In September 2011, about 5 months after HBO’s TV series Game of Thrones debuted, Dynamite Entertainment began releasing the comic series A Game of Thrones, adapted by Daniel Abraham, with art by Tommy Patterson. The indefinite article is significant: unlike the TV series–which is attempting to adapt the entire A Song of Ice and Fire series, but mysteriously chose to exchange the book series’s title for (most of) the title of the first novel–the comic’s intention is (so far) to adapt only the first book, into 24 issues of 32 pages each. And the comic’s mission is almost complete, with issue 32 hitting stores last month.
Meanwhile, Bantam has been collecting 6 issues of the comic series at a time and publishing them as volumes in A Game of Thrones: The Graphic Novel. Volume 3, collecting issues 13-18, also came out last month.
I’ve gone into all this detail, because I didn’t quite know what to make of these graphic novels when I picked up Volume 1 a few months ago, and I needed a little background to figure out how to situate them between the novels and the TV show. I also bring up the complicated history in part to explain why, although I’ve been quite enjoying the graphic novels, I won’t be publishing an official review of them. We only publish current reviews on this blog, and I can’t quite bring myself to review Volume 3 by itself–it doesn’t make much sense without the first two and ends on a tremendous cliffhanger, requiring the soon-to-come fourth volume. Plus, I really can’t be sure how much my knowledge of the TV show has influenced my ability to make sense of the incredibly complicated plot.
Nevertheless, you should buy these for your teen collection. Abraham (who, by the way, is one half of the writing team behind James SA Corey’s The Expanse, which we reviewed the first two volumes of) has done an amazing job of splitting the difference between the novel and the TV show, offering visual, highly accessible experience like HBO, but providing far more detail from the books. Here’s where I admit a dirty secret: I’ve never read the novels. I know! But I’ve spent a lot of time with people who have (including my wife), and I’ve spent many hours poring over the back matter in the novels, with all that great heraldry business (hey, I’m a librarian–I love backmatter).
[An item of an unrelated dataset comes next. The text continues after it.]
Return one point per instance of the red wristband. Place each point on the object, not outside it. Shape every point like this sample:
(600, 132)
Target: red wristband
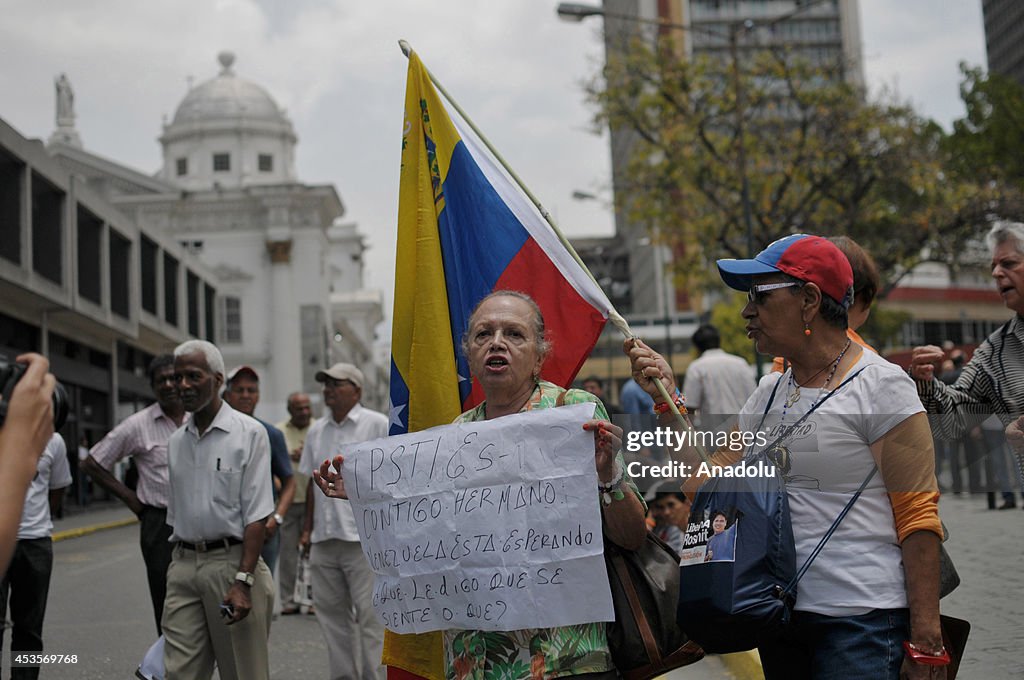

So I can’t speak to the comic’s fidelity to the novels, but I can say that it is fabulously more detailed than the TV show, and the added detail makes sense of many issues which troubled me watching the show. And the comic is certainly a great place to send teens who (like me) love the TV show but are not quite willing to give up their lives to reading several thousand pages of the same story.
Patterson’s art, meanwhile, is not among the best I’ve seen in a graphic novel–it’s a bit blocky, and he’s not great with facial expressions. But it has its strengths, among them the ability to stay closer to Martin’s descriptions of his characters than the TV show (which has to deal with the pesky business of finding real humans who look like characters), although I miss the smirking face of Jack Gleeson as the slimy Joffrey.
All in all, I very much look forward to Volume 4′s publication, and I hope Abraham and Patterson decide to continue on to A Clash of Kings.